Over the past decade and a half, Finnish governments have sought to encourage people to remain in the workforce longer – and now that long-term goal has been achieved ahead of schedule.
The retirement age has risen faster than targeted, while the employment rate of older people has continued to rise.
In 2009, the government agreed with labour market organisations that the average retirement age should be raised from 59.4 years to at least 62.4 years. They agreed to reach that target by 2025 at the latest.
The goal was surpassed last year, with workers in Finland retiring at an average age of 63.2, almost a year later than originally expected.
The positive development strengthens the financing of earnings-related pension security and the tax revenues of the state and municipalities, says Mikko Kautto, CEO of the Finnish Centre for Pensions (ETK).
In a press release, he attributed the development to several changes in pension rules, including the abolition of the unemployment pension, delayed retirement and raising the retirement age for old-age pensions.
Meanwhile changes in working life and improvements in educational levels and work ability have reduced the number of people taking disability pensions.
Kautto points out that people receive higher pensions if they delay retirement and work longer.
Jari Kannisto, Development Manager at ETK, says that the employment rate of people over 60 has increased significantly since the 2017 pension reform.
"Raising the retirement age has had a significant impact on the number of older workers.
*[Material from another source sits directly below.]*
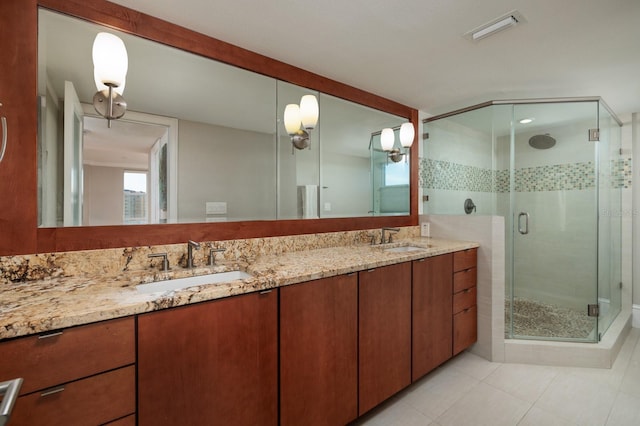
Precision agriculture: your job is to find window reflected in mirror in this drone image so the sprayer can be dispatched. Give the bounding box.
[38,9,409,227]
It has increased by almost 100,000 over the past decade," he said on Friday.
Employment among older people continued to rise last year, even though employment among the entire population declined.
"In the future, an increasingly important labour reserve will be formed by people over the age of 65. In a country with an aging population, more and more of them are already participating in working life," Kannisto said.
The target of raising the retirement age was set by the Centre-led Matti Vanhanen government in 2009. This goal was reiterated by the government of Jyrki Katainen (NCP) in 2013 and in the 2017 pension reform.